Gen 18,1-10
In quei giorni, il Signore apparve ad Abramo alle Querce di Mamre, mentre egli sedeva all’ingresso della tenda nell’ora più calda del giorno. Egli alzò gli occhi e vide che tre uomini stavano in piedi presso di lui. Appena li vide, corse loro incontro dall’ingresso della tenda e si prostrò fino a terra, dicendo: «Mio signore, se ho trovato grazia ai tuoi occhi, non passare oltre senza fermarti dal tuo servo. Si vada a prendere un po’ d’acqua, lavatevi i piedi e accomodatevi sotto l’albero. Andrò a prendere un boccone di pane e ristoratevi; dopo potrete proseguire, perché è ben per questo che voi siete passati dal vostro servo». Quelli dissero: «Fa’ pure come hai detto». Allora Abramo andò in fretta nella tenda, da Sara, e disse: «Presto, tre sea di fior di farina, impastala e fanne focacce». All’armento corse lui stesso, Abramo; prese un vitello tenero e buono e lo diede al servo, che si affrettò a prepararlo. Prese panna e latte fresco insieme con il vitello, che aveva preparato, e li porse loro. Così, mentre egli stava in piedi presso di loro sotto l’albero, quelli mangiarono. Poi gli dissero: «Dov’è Sara, tua moglie?». Rispose: «È là nella tenda». Riprese: «Tornerò da te fra un anno a questa data e allora Sara, tua moglie, avrà un figlio».
Col 1,24-28
Fratelli, sono lieto nelle sofferenze che sopporto per voi e do compimento a ciò che, dei patimenti di Cristo, manca nella mia carne, a favore del suo corpo che è la Chiesa. Di essa sono diventato ministro, secondo la missione affidatami da Dio verso di voi di portare a compimento la parola di Dio, il mistero nascosto da secoli e da generazioni, ma ora manifestato ai suoi santi. A loro Dio volle far conoscere la gloriosa ricchezza di questo mistero in mezzo alle genti: Cristo in voi, speranza della gloria. È lui infatti che noi annunciamo, ammonendo ogni uomo e istruendo ciascuno con ogni sapienza, per rendere ogni uomo perfetto in Cristo.
Lc 10,38-42
In quel tempo, mentre erano in cammino, Gesù entrò in un villaggio e una donna, di nome Marta, lo ospitò. Ella aveva una sorella, di nome Maria, la quale, seduta ai piedi del Signore, ascoltava la sua parola. Marta invece era distolta per i molti servizi. Allora si fece avanti e disse: «Signore, non t’importa nulla che mia sorella mi abbia lasciata sola a servire? Dille dunque che mi aiuti». Ma il Signore le rispose: «Marta, Marta, tu ti affanni e ti agiti per molte cose, ma di una cosa sola c’è bisogno. Maria ha scelto la parte migliore, che non le sarà tolta».
Commento
Il Vangelo di Luca ci presenta un delizioso quadretto familiare nel brano che la liturgia di quest’oggi ci propone: due sorelle accolgono Gesù a casa loro, una si ferma ai suoi piedi per ascoltare le sue parole, Maria, l’altra è indaffarata nei molti servizi, Marta. Sembra che nelle nostre famiglie il tempo non sia passato, c’è sempre qualcuno che ci sembra lavorare troppo, come Marta, e qualcuno con la testa fra le nuvole, come Maria. Anche nella Chiesa, a seconda del periodo storico, sono emerse delle Marte o delle Marie, che hanno cercato di far prevalere ora l’aspetto più contemplativo, ora quello più attivo della sequela di Gesù.

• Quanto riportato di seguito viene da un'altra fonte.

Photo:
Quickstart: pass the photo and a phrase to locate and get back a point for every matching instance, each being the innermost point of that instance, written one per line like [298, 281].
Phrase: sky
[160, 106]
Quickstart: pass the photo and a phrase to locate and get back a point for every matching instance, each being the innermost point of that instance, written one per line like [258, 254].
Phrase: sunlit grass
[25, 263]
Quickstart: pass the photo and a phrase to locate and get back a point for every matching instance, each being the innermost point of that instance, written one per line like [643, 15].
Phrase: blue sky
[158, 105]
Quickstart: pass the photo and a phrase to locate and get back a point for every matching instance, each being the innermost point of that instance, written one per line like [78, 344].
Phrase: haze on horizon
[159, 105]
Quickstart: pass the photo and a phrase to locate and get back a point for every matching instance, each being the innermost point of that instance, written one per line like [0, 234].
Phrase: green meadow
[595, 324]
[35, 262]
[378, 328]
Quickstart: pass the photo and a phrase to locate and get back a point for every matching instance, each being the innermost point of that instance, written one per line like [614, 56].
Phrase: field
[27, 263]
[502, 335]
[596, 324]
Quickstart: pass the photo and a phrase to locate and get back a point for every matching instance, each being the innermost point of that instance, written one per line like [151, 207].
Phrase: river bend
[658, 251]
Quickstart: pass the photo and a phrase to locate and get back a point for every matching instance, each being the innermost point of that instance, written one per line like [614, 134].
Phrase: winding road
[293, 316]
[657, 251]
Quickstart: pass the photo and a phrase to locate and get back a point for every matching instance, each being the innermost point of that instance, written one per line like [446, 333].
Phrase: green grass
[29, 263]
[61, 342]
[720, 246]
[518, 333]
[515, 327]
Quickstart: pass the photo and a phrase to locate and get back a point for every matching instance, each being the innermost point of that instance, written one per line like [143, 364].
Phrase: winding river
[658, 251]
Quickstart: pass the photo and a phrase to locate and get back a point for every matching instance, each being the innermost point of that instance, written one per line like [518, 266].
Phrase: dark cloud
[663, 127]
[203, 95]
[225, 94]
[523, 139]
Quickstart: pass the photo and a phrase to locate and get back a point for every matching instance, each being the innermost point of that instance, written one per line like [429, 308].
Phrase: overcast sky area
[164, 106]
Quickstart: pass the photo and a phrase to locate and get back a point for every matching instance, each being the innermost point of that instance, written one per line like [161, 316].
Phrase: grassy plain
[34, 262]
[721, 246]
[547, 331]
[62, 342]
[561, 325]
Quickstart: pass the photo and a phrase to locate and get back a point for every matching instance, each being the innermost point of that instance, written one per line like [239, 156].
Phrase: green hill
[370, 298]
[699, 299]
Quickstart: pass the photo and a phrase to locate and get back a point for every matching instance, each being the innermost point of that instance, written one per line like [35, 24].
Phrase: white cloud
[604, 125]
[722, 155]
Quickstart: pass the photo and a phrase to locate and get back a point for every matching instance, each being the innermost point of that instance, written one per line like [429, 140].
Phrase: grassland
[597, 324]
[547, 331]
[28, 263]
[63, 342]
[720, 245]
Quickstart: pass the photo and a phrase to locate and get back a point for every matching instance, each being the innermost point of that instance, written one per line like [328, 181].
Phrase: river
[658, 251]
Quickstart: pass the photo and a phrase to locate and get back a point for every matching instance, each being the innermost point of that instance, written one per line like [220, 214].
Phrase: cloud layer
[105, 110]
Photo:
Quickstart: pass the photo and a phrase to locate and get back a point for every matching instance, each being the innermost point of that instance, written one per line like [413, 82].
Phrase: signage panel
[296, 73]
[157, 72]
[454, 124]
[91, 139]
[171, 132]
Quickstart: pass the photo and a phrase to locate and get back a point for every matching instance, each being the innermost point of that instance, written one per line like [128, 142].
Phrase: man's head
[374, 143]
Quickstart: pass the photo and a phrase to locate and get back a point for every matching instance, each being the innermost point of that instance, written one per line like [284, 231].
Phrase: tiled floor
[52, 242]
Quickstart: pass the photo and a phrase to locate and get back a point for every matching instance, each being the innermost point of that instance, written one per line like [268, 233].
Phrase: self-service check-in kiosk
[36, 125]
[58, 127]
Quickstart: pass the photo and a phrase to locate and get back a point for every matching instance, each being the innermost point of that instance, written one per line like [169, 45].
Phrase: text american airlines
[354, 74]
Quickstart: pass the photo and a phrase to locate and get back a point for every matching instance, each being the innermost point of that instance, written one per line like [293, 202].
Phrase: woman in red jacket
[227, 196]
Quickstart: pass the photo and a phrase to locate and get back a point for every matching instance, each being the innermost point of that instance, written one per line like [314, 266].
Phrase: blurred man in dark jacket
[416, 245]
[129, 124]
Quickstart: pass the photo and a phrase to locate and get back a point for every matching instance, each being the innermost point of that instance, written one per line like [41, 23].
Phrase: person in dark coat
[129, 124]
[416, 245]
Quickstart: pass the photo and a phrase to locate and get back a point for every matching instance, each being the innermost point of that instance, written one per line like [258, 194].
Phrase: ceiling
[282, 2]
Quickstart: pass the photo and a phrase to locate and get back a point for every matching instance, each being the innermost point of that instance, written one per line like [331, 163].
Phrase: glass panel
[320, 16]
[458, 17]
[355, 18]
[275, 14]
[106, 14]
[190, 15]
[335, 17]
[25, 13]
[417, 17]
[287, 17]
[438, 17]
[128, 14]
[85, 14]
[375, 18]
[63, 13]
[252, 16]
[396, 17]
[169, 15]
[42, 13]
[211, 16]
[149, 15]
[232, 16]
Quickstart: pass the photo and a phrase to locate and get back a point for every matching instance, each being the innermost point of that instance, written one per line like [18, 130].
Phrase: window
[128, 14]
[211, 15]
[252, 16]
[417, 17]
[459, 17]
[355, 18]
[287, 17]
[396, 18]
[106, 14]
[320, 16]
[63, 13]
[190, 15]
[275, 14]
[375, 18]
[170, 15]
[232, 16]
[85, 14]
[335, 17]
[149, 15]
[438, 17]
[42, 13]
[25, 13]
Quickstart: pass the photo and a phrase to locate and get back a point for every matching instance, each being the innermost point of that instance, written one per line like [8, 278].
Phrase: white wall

L’obiettivo della pericope evangelica, tuttavia, non è il disquisire su chi delle due abbia più ragione, ma mostrare come le diverse vite di ciascuno di noi possono diventare luogo di incontro di Gesù, a patto che noi siamo disponibili ad ospitarlo.
L’ospitalità, nell’antichità, era una cosa davvero sacra: difendere la vita dell’ospite era un dovere ancora più grande che difendere la vita dei propri figli. L’ospite, spesso inatteso, è colui che si affida alla cura dell’altro e, proprio perché è impotente, va difeso ad ogni costo.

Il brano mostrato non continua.